The floor plans reflect how families lived, how society viewed the homes, and what conveniences were considered essential.[1] Since these houses were provided by employers, they also reveal a great deal about how corporations viewed workers and their place in society. Company towns ranged from model developments that went beyond life’s basic necessities and included schools, libraries, and houses with modern conveniences to bare, dismal communities that provided shelter and little else.[2]

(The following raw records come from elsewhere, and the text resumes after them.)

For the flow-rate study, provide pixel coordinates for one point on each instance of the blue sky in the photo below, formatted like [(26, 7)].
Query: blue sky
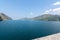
[(18, 9)]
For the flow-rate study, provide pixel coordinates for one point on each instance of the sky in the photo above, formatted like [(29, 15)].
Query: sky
[(18, 9)]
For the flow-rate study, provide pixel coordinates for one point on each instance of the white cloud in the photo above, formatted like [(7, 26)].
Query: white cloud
[(55, 11), (56, 3), (47, 11)]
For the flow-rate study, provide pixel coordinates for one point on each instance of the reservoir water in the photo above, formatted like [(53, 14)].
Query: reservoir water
[(27, 29)]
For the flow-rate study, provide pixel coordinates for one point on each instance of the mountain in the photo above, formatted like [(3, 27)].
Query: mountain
[(48, 17), (4, 17)]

Company housing dots American landscape even today as historical neighborhoods or modern communities. For example, the Pullman neighborhood in Chicago, Illinois was developed for the employees of the Pullman Palace Car Company and Hershey, Pennsylvania was a planned community for the Hershey family and workers. Both of these are included in the BLS survey. Facebook’s Anton Menlo development in Menlo Park, California, is a recent example of company housing. Magnusson’s survey of company housing in two industries (mining and manufacturing) provides valuable insight into the creation of these important features in the American landscape. Elements in this report appeal to economists, economic historians, architects, cultural historians, and researchers interested in historic buildings and company towns.

[1] For a more thorough discussion of domestic architecture and American life, see Wright, Gwendolyn. Building the Dream: A Social History of Housing in America. First edition. New York: Pantheon, 1981. 

[2]Garner, John. The Company Town: Architecture and Society in the Early Industrial Age. New York: Oxford University Press, 1992.